In patients who had undergone PSO, age significantly correlated (Spearman's correlation coefficient) with the 2-year ODI (ρ = 0.24, p = 0.0450), 2-year SRS function score (ρ = 0.30, p = 0.0123), and 2-year SRS total score (ρ = 0.30, p = 0.0133). Among all patients (PSO+VCR), the preoperative PCS and ODI in the young group were significantly higher and lower, respectively, than those in the elderly. Among the PSO patients, the elderly group had much greater improvement than the young group in the 1- and 2-year PCS, 2-year ODI, and 2-year SRS function and total scores. Among the VCR patients, the young age group had much greater improvement than the elderly in the 1-year SRS pain score, 1-year PCS, 2-year PCS, and 2-year ODI. There was no significant difference among all the age groups as regards the likelihood of reaching a minimum clinically important difference (MCID) within each of the HRQOL outcomes (p > 0.05 for all).

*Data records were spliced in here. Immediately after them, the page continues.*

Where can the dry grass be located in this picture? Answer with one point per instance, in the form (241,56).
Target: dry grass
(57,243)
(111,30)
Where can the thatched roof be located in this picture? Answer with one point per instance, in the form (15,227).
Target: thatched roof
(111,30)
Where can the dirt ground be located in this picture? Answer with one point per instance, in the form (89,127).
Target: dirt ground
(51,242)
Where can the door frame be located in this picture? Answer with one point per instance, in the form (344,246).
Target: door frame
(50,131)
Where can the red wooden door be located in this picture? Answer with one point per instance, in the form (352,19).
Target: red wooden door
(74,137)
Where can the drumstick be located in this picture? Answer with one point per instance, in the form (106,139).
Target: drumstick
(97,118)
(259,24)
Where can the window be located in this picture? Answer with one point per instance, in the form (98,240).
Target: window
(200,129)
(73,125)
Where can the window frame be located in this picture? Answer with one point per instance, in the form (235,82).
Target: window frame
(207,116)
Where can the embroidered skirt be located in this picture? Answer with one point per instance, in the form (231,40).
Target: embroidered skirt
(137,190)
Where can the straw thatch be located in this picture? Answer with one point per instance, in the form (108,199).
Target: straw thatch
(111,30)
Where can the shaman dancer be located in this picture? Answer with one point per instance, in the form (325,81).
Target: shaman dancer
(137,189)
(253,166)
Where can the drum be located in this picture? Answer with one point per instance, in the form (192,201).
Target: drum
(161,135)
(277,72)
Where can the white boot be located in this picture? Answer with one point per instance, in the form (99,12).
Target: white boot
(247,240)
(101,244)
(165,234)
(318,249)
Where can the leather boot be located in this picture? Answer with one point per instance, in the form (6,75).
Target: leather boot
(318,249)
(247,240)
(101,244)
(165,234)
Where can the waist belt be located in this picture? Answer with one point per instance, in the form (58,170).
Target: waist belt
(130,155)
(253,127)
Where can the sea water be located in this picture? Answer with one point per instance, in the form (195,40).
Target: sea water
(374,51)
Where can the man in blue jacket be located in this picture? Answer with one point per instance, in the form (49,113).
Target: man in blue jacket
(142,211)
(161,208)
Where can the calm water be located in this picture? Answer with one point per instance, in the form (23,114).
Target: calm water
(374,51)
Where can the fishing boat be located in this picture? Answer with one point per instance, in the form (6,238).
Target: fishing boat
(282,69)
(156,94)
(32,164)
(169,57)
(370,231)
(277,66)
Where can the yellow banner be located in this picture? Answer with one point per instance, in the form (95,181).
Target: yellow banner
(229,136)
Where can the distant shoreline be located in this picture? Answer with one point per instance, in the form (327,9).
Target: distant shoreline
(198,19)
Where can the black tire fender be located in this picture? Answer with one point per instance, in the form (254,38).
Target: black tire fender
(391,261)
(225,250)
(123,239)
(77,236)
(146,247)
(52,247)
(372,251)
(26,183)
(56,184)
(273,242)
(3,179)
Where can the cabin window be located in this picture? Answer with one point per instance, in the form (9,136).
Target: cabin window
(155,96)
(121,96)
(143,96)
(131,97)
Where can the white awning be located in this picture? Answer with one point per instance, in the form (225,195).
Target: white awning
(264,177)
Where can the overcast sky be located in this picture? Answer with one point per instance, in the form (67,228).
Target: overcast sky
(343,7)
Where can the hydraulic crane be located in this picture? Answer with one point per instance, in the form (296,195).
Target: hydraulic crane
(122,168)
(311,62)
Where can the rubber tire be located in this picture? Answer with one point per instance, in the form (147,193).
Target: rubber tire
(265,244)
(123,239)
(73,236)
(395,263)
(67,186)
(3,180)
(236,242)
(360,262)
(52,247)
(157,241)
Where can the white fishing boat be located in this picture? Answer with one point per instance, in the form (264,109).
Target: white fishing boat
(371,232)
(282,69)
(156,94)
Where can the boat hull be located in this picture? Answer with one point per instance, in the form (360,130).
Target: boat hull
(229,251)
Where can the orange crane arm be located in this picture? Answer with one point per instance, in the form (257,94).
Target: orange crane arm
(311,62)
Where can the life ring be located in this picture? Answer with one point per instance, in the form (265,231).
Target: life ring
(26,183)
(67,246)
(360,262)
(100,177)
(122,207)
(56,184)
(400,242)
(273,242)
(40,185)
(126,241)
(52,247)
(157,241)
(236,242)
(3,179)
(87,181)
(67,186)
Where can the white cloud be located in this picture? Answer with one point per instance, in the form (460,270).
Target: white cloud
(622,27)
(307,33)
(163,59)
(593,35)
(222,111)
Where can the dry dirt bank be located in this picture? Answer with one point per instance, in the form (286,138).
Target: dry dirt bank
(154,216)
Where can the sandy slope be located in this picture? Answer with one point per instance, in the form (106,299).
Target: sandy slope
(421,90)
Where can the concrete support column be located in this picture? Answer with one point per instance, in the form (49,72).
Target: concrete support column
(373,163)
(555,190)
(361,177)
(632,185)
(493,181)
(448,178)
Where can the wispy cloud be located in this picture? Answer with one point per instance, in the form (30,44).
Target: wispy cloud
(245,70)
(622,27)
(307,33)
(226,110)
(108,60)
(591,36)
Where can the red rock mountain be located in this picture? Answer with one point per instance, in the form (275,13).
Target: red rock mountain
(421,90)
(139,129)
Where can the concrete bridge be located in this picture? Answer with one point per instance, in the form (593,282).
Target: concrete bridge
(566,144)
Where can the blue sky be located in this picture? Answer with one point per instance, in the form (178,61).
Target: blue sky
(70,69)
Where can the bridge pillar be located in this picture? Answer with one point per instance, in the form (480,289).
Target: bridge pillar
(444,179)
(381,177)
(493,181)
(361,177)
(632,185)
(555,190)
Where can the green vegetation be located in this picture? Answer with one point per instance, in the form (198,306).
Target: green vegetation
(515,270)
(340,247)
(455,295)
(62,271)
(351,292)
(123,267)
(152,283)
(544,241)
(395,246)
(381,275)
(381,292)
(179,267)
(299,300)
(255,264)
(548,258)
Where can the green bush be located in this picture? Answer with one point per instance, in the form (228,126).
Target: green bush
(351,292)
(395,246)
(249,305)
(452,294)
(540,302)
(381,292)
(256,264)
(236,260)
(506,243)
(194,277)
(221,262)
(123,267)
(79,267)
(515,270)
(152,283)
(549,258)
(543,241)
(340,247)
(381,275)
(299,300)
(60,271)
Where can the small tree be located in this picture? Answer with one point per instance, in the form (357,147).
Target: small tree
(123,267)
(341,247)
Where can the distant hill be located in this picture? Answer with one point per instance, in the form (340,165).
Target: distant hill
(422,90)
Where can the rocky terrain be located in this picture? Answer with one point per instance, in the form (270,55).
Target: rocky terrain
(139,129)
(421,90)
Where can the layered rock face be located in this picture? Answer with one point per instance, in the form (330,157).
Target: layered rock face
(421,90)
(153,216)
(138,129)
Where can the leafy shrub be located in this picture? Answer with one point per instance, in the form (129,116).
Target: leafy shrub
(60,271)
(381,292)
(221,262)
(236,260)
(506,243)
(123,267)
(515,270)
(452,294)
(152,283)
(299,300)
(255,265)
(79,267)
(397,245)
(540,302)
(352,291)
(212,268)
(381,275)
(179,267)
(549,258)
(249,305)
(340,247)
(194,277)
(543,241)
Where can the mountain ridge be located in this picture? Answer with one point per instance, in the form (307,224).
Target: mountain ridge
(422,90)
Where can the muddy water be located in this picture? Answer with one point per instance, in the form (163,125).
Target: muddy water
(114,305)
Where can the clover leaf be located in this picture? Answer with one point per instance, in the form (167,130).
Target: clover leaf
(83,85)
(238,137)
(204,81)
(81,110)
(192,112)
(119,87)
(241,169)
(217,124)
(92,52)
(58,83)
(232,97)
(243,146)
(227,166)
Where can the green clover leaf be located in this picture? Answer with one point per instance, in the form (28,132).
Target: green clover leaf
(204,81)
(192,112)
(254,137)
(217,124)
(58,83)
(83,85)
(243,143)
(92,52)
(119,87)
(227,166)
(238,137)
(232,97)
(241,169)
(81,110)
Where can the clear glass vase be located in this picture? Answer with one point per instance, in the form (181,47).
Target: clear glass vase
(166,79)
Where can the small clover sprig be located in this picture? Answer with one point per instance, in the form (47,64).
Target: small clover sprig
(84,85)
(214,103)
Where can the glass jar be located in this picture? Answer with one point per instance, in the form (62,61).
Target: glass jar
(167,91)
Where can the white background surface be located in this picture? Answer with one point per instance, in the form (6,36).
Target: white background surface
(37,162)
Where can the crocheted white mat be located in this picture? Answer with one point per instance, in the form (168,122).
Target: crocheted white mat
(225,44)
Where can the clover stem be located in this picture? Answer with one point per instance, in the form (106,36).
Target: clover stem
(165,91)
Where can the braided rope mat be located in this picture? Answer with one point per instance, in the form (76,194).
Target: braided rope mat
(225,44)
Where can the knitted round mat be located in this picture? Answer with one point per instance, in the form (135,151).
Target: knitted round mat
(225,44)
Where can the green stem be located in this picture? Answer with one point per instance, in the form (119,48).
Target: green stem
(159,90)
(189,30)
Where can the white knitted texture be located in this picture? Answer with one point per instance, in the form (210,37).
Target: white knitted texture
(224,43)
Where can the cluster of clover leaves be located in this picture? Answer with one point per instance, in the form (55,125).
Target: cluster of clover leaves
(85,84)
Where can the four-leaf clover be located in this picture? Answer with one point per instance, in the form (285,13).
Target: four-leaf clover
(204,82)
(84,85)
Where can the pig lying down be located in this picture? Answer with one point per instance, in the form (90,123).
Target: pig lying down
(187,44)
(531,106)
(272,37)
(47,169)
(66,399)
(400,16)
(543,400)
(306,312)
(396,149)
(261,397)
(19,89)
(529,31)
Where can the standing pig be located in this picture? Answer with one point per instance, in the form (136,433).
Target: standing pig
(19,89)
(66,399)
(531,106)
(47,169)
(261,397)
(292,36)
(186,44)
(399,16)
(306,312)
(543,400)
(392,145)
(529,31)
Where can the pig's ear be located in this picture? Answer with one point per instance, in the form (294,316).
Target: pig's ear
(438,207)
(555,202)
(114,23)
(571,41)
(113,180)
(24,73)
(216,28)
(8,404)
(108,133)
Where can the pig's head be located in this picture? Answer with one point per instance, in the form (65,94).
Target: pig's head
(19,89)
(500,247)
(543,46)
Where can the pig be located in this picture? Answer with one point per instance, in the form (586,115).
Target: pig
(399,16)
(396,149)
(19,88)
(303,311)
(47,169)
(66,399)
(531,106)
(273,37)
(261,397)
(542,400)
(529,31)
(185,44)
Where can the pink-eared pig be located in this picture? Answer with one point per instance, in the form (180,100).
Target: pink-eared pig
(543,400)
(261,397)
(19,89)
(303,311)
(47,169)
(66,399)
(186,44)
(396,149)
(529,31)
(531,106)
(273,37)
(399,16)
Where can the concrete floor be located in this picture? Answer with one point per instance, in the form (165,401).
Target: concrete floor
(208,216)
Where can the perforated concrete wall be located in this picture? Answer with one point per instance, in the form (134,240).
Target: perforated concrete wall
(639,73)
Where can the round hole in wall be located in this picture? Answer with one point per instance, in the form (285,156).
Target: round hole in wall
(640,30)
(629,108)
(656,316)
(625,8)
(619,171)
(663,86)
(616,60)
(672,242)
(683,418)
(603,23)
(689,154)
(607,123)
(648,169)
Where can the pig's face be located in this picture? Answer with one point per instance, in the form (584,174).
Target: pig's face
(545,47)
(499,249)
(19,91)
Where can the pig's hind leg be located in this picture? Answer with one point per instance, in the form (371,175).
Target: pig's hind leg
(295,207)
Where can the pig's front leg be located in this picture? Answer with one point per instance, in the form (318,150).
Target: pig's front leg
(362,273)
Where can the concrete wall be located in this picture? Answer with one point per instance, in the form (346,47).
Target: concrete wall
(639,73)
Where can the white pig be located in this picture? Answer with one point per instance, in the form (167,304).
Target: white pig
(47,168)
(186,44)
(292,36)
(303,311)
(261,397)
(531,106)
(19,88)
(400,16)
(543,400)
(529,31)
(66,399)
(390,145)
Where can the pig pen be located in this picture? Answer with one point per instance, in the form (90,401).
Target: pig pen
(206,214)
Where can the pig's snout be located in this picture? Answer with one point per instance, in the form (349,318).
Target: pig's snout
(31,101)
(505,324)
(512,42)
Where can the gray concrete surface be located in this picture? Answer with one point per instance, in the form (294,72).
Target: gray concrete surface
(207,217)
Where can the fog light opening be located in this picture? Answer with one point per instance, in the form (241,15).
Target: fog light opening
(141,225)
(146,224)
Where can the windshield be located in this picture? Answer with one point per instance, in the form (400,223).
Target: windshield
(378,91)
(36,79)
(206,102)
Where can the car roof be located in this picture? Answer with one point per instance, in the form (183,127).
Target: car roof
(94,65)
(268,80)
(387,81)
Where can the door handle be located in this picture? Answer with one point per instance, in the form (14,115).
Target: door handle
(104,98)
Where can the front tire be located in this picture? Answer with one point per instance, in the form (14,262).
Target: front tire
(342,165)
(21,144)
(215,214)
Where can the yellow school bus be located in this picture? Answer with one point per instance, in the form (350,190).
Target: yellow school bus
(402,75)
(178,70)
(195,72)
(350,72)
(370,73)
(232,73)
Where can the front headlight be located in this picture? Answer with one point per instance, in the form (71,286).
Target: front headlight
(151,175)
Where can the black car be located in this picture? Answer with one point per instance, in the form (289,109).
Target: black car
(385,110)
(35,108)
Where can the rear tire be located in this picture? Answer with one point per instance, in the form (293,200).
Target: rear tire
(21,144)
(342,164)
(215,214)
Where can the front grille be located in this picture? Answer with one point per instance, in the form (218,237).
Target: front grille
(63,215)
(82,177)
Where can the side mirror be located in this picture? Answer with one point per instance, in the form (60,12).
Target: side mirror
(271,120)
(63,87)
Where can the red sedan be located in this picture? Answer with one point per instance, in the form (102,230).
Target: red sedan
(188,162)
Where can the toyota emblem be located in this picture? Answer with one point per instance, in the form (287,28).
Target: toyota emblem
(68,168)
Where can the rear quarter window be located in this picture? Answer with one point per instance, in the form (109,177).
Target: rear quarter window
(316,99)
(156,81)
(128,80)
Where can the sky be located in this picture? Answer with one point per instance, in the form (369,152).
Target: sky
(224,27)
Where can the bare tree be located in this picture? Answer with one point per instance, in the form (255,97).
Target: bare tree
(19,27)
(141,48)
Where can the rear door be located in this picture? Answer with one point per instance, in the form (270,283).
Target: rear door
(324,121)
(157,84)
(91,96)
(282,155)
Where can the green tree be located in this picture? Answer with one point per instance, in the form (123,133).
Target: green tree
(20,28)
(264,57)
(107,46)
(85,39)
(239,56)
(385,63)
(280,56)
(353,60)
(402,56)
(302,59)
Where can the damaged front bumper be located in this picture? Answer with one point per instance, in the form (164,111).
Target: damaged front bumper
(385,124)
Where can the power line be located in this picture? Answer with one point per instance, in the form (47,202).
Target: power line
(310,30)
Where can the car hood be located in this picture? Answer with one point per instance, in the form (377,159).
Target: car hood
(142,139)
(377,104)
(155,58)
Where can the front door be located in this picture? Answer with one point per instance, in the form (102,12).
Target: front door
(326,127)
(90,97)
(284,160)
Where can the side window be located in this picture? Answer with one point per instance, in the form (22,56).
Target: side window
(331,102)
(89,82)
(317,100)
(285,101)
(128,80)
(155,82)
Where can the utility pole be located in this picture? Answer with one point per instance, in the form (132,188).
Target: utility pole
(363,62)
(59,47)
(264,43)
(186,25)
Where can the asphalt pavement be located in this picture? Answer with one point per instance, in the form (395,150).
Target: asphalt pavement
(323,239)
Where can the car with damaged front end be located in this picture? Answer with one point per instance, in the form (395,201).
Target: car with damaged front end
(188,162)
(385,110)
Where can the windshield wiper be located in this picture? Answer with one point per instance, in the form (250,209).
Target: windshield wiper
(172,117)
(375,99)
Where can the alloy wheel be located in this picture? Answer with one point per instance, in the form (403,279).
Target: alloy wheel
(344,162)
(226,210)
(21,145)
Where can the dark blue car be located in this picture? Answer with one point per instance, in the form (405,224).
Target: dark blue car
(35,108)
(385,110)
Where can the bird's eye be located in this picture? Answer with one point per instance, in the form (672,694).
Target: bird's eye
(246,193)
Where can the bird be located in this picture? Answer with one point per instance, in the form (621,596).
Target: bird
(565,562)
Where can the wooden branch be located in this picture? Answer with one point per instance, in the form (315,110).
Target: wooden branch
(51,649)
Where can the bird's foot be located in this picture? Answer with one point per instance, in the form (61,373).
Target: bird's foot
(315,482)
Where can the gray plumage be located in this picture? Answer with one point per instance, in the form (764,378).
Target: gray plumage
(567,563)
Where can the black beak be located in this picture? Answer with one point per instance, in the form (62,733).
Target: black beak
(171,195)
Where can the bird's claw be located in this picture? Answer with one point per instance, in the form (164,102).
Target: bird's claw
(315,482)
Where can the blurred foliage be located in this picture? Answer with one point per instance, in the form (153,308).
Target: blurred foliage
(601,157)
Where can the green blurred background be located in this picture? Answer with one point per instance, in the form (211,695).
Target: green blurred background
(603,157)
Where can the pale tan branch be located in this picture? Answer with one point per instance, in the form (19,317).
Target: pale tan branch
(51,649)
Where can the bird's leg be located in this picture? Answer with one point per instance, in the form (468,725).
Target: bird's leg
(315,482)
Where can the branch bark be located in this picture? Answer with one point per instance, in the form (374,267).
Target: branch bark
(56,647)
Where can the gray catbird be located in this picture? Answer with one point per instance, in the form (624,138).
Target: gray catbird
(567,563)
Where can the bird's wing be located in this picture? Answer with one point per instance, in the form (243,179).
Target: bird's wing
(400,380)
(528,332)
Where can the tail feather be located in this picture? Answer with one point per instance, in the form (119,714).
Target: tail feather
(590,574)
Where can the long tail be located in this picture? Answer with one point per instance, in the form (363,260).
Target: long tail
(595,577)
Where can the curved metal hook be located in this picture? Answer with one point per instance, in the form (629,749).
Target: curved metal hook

Among the PSO patients, the elderly group was significantly more likely than the young to reach an MCID for the 1-year PCS (61% vs 21%, p = 0.0077) and the 2-year PCS (67% vs 17%, p = 0.0054), SRS pain score (57% vs 20%, p = 0.0457), and SRS function score (62% vs 20%, p = 0.0250). Among the VCR patients, the young group was significantly more likely than the elderly patients to reach an MCID for the 1-year (100% vs 20%, p = 0.0036) and 2-year (100% vs 0%, p = 0.0027) PCS scores and 1-year (60% vs 0%, p = 0.0173) and 2-year (70% vs 0%, p = 0.0433) SRS pain scores.

Conclusions

The PSO and VCR are not equivalent surgeries in terms of HRQOL outcomes and patient age. Among patients who underwent PSO, the elderly group started with more preoperative disability than the younger patients but had greater improvements in HRQOL outcomes and was more likely to reach an MCID at 1 and 2 years after treatment. Among those who underwent VCR, all had similar preoperative disabilities, but the younger patients had greater improvements in HRQOL outcomes and were more likely to reach an MCID at 1 and 2 years after treatment.